Orta kulak iltihabı, menenjit ve septisemi üzere bakteriyel hastalıklar çocuklarda ortaya çıktığında, sıklıkla antibiyotik ile tedavi ediliyor. Fakat sonuçları şimdi açıklanan bir araştırmaya nazaran, piyasadaki antibiyotiklerin yüzde 50’yi aşkın kısmı rastgele bir tesire sahip değil.
Avustralya’daki Sidney Üniversitesi’nde yürütülen araştırmanın sonuçlarına nazaran, bakteriler, kelam konusu antibiyotiklere karşı muhakkak bir dirence sahip. Bu, bilhassa de bağışıklık sistemi şimdi gelişmemiş olan yenidoğan ve çocuklar için bir tehlike teşkil ediyor. Bebek ve çocukların bağışıklık sistemi, bünyelerine giren bakterilere karşı kendini savunacak kabiliyete şimdi sahip değil.
Uzmanlar, antibiyotik kelam konusu olduğunda yalnız hangi antibiyotiğin seçileceğinin değil, dozajın da kıymetli olduğuna vurgu yapıyor. Çocuklara ekseriyetle, ilacı almalarını kolaylaştırmak için, haptan fazla şurup formunda olan antibiyotikler veriliyor ve bu ilaçlarda dozajı ayarlamak güç olabiliyor.

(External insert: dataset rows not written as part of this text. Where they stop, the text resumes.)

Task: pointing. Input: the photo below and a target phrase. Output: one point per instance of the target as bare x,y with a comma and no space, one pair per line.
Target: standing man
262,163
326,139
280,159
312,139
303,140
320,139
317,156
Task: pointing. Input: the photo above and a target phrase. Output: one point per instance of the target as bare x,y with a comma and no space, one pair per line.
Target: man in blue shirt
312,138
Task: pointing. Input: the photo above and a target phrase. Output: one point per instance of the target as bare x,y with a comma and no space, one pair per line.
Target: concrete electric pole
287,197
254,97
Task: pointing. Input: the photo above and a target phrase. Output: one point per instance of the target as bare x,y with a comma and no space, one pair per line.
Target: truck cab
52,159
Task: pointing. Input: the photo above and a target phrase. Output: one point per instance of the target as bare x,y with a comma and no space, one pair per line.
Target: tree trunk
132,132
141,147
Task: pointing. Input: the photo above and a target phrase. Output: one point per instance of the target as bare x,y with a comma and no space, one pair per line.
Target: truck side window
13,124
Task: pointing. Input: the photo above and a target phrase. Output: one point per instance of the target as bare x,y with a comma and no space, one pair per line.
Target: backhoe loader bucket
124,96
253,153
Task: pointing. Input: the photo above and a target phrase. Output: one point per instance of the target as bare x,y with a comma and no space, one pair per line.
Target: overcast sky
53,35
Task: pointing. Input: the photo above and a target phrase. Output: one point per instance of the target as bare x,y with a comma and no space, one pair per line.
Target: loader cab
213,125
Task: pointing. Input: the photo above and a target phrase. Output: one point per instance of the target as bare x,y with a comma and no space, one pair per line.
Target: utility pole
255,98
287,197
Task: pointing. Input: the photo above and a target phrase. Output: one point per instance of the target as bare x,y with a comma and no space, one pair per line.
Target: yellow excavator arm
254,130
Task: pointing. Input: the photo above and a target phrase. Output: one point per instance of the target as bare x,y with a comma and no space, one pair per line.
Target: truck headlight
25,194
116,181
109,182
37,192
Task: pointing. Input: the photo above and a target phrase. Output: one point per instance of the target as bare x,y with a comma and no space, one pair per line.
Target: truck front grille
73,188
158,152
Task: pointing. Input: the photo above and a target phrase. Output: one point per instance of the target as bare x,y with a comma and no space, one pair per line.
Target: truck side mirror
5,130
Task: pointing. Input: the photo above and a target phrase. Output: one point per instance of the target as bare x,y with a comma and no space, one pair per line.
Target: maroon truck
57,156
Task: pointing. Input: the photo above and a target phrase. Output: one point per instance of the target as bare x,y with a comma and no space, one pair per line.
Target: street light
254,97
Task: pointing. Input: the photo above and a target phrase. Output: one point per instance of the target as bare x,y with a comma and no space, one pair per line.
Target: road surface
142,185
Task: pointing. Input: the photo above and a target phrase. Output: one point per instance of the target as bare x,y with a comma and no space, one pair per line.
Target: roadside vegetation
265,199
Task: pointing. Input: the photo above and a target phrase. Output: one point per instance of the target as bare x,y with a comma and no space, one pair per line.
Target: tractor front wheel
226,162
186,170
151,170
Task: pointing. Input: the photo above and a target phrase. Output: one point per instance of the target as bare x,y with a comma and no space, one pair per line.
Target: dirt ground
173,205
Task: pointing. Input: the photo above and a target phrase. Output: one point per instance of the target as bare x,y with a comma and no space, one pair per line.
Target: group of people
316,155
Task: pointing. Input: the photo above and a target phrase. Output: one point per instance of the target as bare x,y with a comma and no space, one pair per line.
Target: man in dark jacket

Antibiyotiklere her vakit muhtaçlık yok
Antibiyotiklere her vakit muhtaçlık olmasa da bu ilaçları kimi durumlarda kullanmak gerekiyor. Örneğin streptokok üzere ağır bir bakteriyel enfeksiyon kelam konusu olduğunda, üriner yahut teneffüs yollarının muhtemel bir enfeksiyonunu engellemek maksadıyla antibiyotik kullanılıyor. Bu ilaçlar, bakterilerin büyümesini ve çoğalmasını engelliyor yahut onları yok ediyor. Antibiyotikler, tesirini 24 ila 48 saat ortasında, hasebiyle süratli bir halde gösteriyor.
Çocuk ve yenidoğanların sık sık geçirdiği enfeksiyonların başında, orta kulak iltihapları geliyor. Dünya Sıhhat Örgütü’nün iddialarına nazaran, bu dünya genelinde çocuklarda en sık görülen hastalık.
Bu hastalık kelam konusu olduğunda, hastanın kulaklarının iç katmanı şişiyor ve köprüyü tıkıyor. Bu kelam konusu olduğunda salgı akamıyor ve kulak zarı üzerinde baskı uyguluyor. Bu da çocuklarda büyük bir ağrıya yol açıyor. Antibiyotikler sayesinde, şikayetler hayli süratli bir biçimde ortadan kaldırılabiliyor.
Antibiyotiğin alternatifi var mı?
Uzmanlar, emniyetli, yeni ve antibiyotikten daha tesirli ilaçlara gereksinim olduğunu lisana getirse de bu ilaçlar şimdi mevcut değil.
Bazı enfeksiyon hastalıklarında semptomları rahatlatmak için antimikrobiyotik özelliklere sahip olan birtakım şifalı otların kullanımı tavsiye ediliyor. Teneffüs yolu enfeksiyonlarında ise tuzlu su, ağrıyı belli bir derecede dindirebiliyor. Orta kulak iltihabında da içine küçük doğranmış ve biraz ısıtılmış soğanların koyulduğu bir bez öneriliyor.
Ancak antibiyotikler, hâlâ en yeterli ve sağlam tahlil olmayı sürdürüyor. Örneğin septiseminin süratli bir biçimde tedavi edilmesi gerekiyor ve şayet bu gerçekleşmezse, organ yetmezliği ve vefata kadar varan şikayetlerin ortaya çıkma tehlikesi bulunuyor.
Doğru teşhis çok önemli
Dünya geneline bakıldığında, durumun bilhassa de Güneydoğu Asya ve Pasifik ülkelerinde çok vahim olduğu göze çarpıyor. Endonezya ve Filipinler’de her yıl binlerce çocuk, Avrupa’da mevcut olan antibiyotiklerin mevcut olmaması yahut tesirini kaybetmiş olması nedeniyle hayatını kaybediyor.
Öte yandan antibiyotiklerin sadece bakteriyel enfeksiyonların tedavisinde kullanılabildiği sık sık unutulan bir gerçek. Antibiyotikler, viral enfeksiyonlarda hiçbir tesire sahip değil. Hasebiyle gerçek tedavi, öncelikle hakikat teşhisin konulmasından geçiyor. Birebir vakitte patojenin ne olduğunun yanı sıra hastanın antibiyotiğe karşı hassasiyeti olup olmadığının da test edilmesi gerekiyor.